Consistent change propagation within models
Why this work is in the frame
A frame that forgets how it found something cannot be audited. These are the routes that admitted this work.
Bibliographic record
Abstract
Developers change models with clear intentions-e.g., for refactoring, defects removal, or evolution. However, in doing so, developers are often unaware of the consequences of their changes. Changes to one part of a model may affect other parts of the same model and/or even other models, possibly created and maintained by other developers. The consequences are incomplete changes and with it inconsistencies within or across models. Extensive works exist on detecting and repairing inconsistencies. However, the literature tends to focus on inconsistencies as errors in need of repairs rather than on incomplete changes in need of further propagation. Many changes are non-trivial and require a series of coordinated model changes. As developers start changing the model, intermittent inconsistencies arise with other parts of the model that developers have not yet changed. These inconsistencies are cues for incomplete change propagation. Resolving these inconsistencies should be done in a manner that is consistent with the original changes. We speak of consistent change propagation. This paper leverages classical inconsistency repair mechanisms to explore the vast search space of change propagation. Our approach not only suggests changes to repair a given inconsistency but also changes to repair inconsistencies caused by the aforementioned repair.
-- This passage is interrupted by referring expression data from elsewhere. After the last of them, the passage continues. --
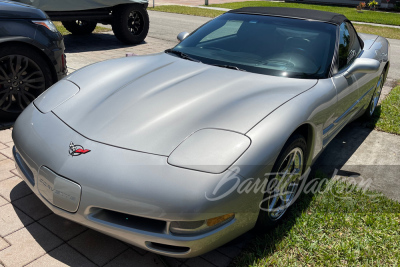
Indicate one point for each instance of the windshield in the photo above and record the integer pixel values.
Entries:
(263, 44)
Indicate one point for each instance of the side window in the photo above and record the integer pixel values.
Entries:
(349, 45)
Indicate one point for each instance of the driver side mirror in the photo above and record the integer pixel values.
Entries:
(182, 36)
(362, 65)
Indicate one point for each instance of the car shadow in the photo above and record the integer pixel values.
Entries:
(93, 42)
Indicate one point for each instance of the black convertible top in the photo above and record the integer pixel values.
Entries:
(300, 13)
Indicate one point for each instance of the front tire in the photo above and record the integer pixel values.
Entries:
(130, 23)
(79, 27)
(24, 75)
(287, 171)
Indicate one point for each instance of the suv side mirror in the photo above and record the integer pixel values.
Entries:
(182, 36)
(362, 65)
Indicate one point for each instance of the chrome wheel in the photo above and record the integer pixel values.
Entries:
(287, 180)
(21, 81)
(376, 96)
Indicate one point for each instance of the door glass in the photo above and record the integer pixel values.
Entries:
(349, 45)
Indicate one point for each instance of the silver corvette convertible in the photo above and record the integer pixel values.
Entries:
(182, 151)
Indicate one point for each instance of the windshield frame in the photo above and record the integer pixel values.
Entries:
(328, 64)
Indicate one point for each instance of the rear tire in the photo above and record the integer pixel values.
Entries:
(24, 75)
(291, 159)
(130, 23)
(79, 27)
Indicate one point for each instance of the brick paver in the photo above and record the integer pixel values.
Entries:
(31, 235)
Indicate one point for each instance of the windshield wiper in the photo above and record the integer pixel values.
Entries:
(181, 55)
(228, 67)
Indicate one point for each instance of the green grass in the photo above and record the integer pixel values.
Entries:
(340, 227)
(64, 31)
(387, 116)
(382, 31)
(386, 32)
(349, 12)
(188, 10)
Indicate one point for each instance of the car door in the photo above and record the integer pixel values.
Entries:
(347, 88)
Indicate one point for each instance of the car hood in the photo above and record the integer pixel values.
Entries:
(13, 10)
(152, 103)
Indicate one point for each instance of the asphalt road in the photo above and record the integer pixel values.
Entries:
(166, 26)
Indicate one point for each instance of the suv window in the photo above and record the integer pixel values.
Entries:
(349, 45)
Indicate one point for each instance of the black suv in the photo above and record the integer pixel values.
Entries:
(31, 56)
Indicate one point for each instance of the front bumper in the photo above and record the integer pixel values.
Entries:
(130, 195)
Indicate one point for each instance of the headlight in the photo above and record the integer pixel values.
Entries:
(56, 95)
(199, 227)
(46, 23)
(209, 150)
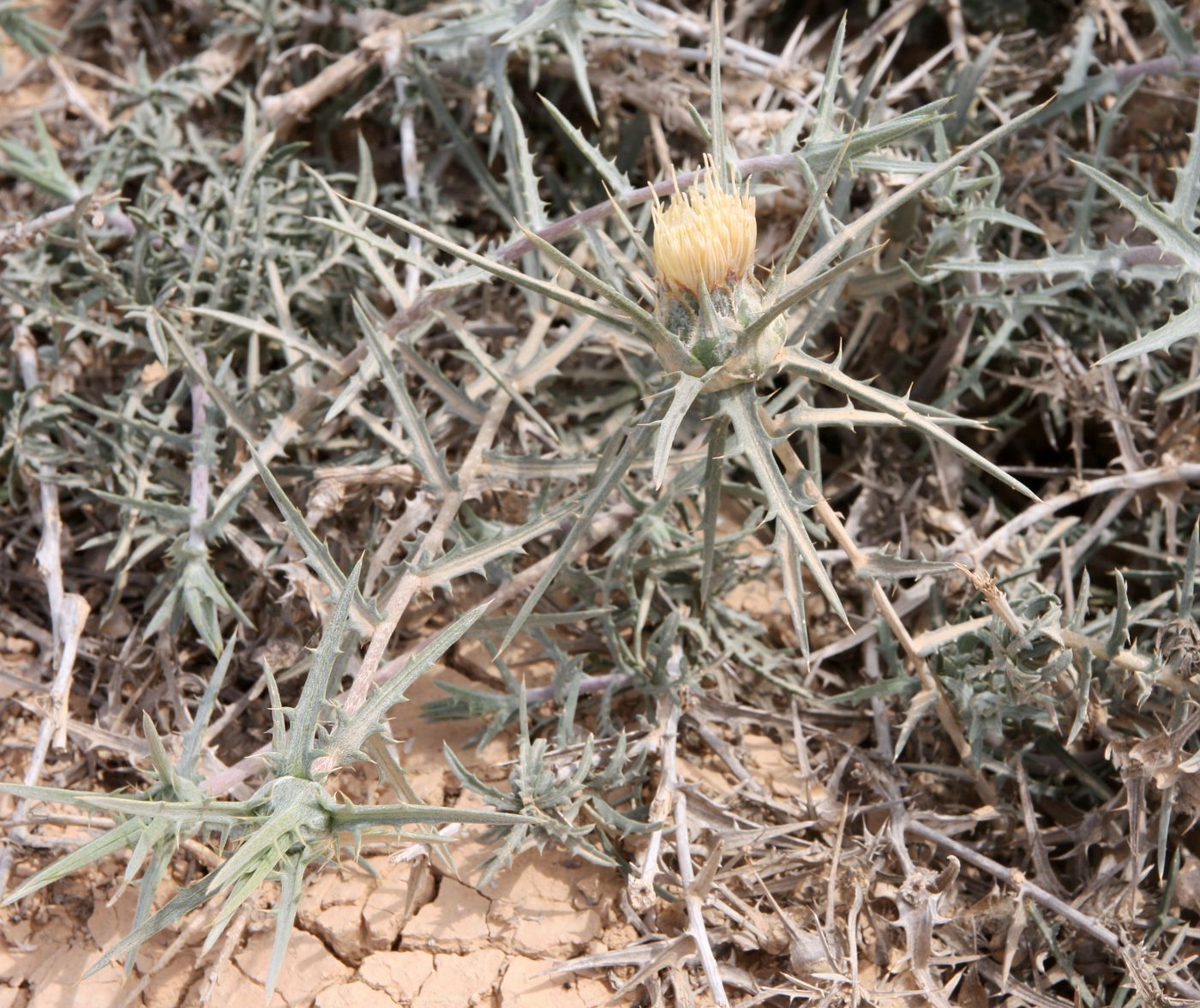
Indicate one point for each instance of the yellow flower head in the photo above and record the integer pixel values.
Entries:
(705, 237)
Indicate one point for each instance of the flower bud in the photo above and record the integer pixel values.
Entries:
(705, 239)
(705, 252)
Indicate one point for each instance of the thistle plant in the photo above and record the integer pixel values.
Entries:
(290, 825)
(254, 354)
(717, 330)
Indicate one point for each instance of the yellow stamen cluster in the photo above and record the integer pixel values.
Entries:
(705, 237)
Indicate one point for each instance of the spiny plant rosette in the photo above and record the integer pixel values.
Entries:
(288, 825)
(717, 332)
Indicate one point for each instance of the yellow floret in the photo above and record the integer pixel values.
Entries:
(705, 237)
In doing so, our approach follows the developer's intent where subsequent changes may not contradict or backtrack earlier changes. We argue that consistent change propagation is essential for effective model-driven engineering. Our approach and its tool implementation were empirically assessed on 18 case studies from industry, academia, and GitHub to demonstrate its feasibility and scalability. A comparison with two versioned models shows that our approach identifies actual repair sequences that developers had chosen. Furthermore, an experiment involving 22 participants shows that our change propagation approach meets the workflow of how developers handle changes by always computing the sequence of repairs resulting from the change propagation.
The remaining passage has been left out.